その後も自分がどんな仕打ちを受け、今までやってきたかを説明してくれた。
それを聞き俺はふつふつと怒りの感情が湧き上がってきた。
やはり、リリルカさんは悪人じゃない。周りの環境のせいで悪人になるしか無かったんだと分かった。
俺はリリルカさんの背中を摩る。
「すみません…」
リリルカさんがぽつりと呟く。
「大丈夫だよ。少しは落ち着いたか?」
「はい…」
その後少し沈黙が流れる。
「リリは…あなたになら、あなた達になら騙されてもいいかなって思いました。

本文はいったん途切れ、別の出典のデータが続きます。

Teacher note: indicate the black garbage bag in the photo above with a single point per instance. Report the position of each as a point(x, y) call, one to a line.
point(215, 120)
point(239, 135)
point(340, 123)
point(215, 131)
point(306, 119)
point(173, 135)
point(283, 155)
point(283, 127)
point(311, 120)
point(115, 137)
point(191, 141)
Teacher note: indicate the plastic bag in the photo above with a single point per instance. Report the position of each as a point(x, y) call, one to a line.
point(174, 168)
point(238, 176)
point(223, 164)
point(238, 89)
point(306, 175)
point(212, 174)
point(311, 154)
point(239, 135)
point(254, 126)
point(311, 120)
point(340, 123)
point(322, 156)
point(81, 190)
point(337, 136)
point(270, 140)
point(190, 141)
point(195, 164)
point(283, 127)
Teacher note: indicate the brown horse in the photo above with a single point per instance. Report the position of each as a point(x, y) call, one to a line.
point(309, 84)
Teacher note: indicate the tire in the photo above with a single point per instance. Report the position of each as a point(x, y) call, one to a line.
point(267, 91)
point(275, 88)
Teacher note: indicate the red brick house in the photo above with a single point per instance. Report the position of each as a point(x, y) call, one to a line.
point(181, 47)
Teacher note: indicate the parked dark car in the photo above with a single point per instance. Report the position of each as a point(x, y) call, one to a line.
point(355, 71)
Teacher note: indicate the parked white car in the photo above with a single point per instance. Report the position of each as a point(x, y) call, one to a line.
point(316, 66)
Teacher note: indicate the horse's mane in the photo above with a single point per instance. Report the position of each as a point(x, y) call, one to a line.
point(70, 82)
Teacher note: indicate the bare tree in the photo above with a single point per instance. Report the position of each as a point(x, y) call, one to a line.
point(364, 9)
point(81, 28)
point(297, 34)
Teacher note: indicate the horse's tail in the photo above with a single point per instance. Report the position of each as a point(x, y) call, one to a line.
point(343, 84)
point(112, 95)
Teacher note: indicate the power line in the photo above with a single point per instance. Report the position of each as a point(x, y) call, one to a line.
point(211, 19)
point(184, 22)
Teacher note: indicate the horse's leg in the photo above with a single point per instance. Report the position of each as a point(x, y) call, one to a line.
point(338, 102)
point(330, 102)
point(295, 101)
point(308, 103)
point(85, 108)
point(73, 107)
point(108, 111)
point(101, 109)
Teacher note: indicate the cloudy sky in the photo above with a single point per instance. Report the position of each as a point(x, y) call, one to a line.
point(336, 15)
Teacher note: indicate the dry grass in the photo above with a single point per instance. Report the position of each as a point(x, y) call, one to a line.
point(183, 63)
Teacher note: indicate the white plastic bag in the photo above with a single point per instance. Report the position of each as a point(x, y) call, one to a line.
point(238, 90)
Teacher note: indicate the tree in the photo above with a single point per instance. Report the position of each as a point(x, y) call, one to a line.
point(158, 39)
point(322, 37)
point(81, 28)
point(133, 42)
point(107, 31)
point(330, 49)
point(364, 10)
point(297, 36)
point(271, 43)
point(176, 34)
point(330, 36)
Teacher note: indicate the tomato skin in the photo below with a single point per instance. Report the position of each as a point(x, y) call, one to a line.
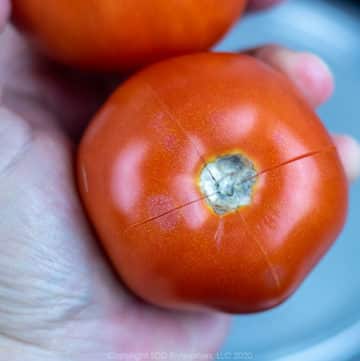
point(121, 35)
point(138, 167)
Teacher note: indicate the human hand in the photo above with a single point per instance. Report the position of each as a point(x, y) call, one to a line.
point(59, 298)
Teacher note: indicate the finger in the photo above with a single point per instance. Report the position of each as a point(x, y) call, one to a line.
point(262, 4)
point(308, 72)
point(4, 12)
point(349, 151)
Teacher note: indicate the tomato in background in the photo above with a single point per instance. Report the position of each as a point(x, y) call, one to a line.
point(121, 35)
point(212, 184)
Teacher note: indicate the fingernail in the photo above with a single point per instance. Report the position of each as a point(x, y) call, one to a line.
point(349, 151)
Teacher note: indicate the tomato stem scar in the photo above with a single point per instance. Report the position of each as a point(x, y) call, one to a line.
point(228, 182)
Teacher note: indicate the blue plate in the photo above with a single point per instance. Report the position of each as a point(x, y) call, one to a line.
point(321, 322)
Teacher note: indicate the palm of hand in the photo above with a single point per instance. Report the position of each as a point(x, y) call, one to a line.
point(55, 284)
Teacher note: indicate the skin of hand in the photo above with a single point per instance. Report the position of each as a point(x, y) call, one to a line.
point(59, 298)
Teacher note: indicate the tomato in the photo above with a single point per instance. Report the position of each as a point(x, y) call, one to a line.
point(110, 35)
point(212, 184)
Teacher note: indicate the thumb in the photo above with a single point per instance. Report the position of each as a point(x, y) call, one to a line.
point(4, 12)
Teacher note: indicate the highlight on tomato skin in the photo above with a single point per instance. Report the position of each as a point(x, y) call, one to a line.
point(123, 35)
point(212, 184)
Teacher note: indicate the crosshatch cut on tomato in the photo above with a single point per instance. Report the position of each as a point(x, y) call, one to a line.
point(122, 35)
point(212, 184)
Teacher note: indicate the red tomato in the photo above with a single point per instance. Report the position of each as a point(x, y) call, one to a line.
point(212, 184)
point(123, 34)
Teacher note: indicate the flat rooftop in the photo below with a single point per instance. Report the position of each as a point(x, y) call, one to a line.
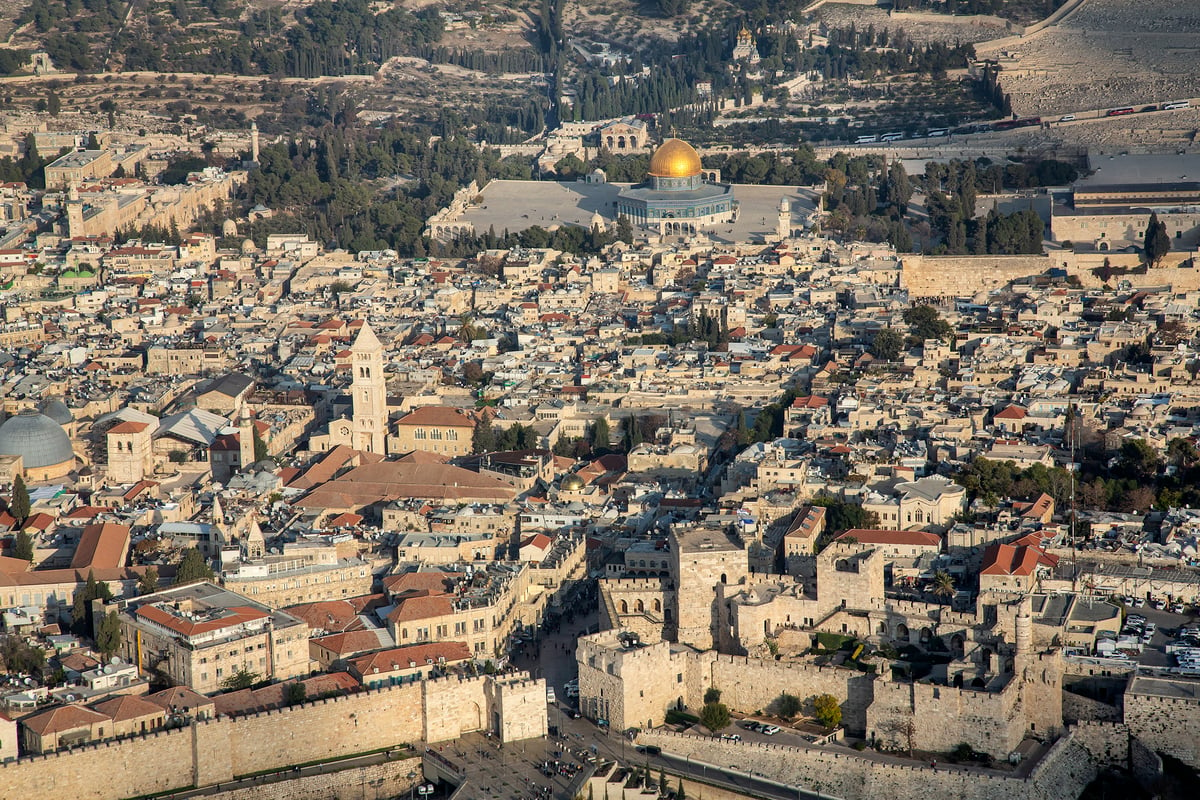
point(1140, 170)
point(1186, 690)
point(705, 539)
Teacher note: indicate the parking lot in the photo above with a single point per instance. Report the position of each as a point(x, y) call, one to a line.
point(1167, 624)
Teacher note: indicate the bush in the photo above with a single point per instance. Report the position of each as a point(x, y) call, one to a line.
point(681, 717)
point(834, 641)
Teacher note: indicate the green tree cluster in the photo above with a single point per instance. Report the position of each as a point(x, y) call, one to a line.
point(827, 710)
point(18, 506)
point(192, 567)
point(887, 344)
point(714, 716)
point(1157, 244)
point(927, 323)
point(81, 607)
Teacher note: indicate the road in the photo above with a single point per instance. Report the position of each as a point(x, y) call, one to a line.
point(292, 774)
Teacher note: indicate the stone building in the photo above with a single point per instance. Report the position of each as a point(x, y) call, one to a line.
point(286, 581)
point(435, 428)
point(201, 635)
point(677, 198)
point(624, 136)
point(703, 561)
point(130, 451)
point(928, 503)
point(370, 391)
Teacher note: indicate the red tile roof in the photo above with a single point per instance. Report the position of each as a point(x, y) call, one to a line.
point(129, 427)
point(63, 719)
point(1015, 559)
point(400, 659)
point(1012, 413)
point(102, 546)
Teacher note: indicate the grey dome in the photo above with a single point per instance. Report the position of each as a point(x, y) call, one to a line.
point(58, 410)
point(36, 438)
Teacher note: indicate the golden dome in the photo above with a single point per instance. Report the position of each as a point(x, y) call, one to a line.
point(675, 158)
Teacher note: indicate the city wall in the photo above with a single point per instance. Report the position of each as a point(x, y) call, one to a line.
point(1077, 708)
point(217, 751)
point(755, 684)
point(1072, 763)
point(965, 276)
point(372, 782)
point(1167, 725)
point(941, 717)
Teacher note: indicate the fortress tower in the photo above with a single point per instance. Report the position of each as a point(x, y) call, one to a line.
point(702, 559)
point(370, 392)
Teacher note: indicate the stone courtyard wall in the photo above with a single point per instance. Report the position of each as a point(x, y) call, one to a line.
point(966, 276)
point(1071, 764)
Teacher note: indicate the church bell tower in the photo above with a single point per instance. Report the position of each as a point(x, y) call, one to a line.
point(370, 391)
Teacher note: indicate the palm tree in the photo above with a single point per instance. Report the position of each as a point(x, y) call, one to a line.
point(943, 584)
point(468, 331)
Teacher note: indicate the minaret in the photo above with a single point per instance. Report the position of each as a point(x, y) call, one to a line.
point(245, 438)
point(784, 227)
point(370, 391)
point(75, 212)
point(255, 545)
point(219, 534)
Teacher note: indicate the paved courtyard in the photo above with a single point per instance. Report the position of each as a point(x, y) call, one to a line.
point(516, 205)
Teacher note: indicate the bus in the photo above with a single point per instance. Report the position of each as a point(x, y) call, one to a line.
point(1011, 125)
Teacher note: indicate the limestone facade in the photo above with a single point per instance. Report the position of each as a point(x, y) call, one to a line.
point(216, 751)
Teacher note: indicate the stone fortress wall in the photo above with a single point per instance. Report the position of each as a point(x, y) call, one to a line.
point(384, 780)
point(217, 751)
point(1073, 762)
point(966, 276)
point(1167, 725)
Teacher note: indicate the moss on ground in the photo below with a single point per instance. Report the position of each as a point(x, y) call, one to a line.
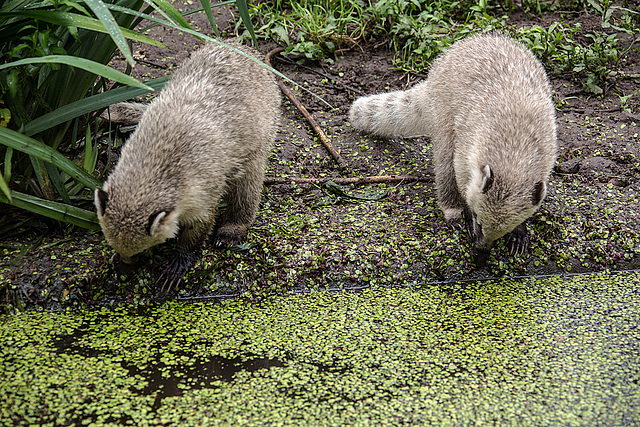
point(537, 352)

」
「そっか」
「安心してくれ。俺はリリルカさんが根っからの悪人だとは思ってない」
「え……?」
「きっと環境がそうさせただけなんだろうなって思ってる」
「だから改めて聞く。俺たちを信じてみる気はあるか?」
俺が笑顔を向けるとリリルカさんはふいっと顔を逸らしてしまった。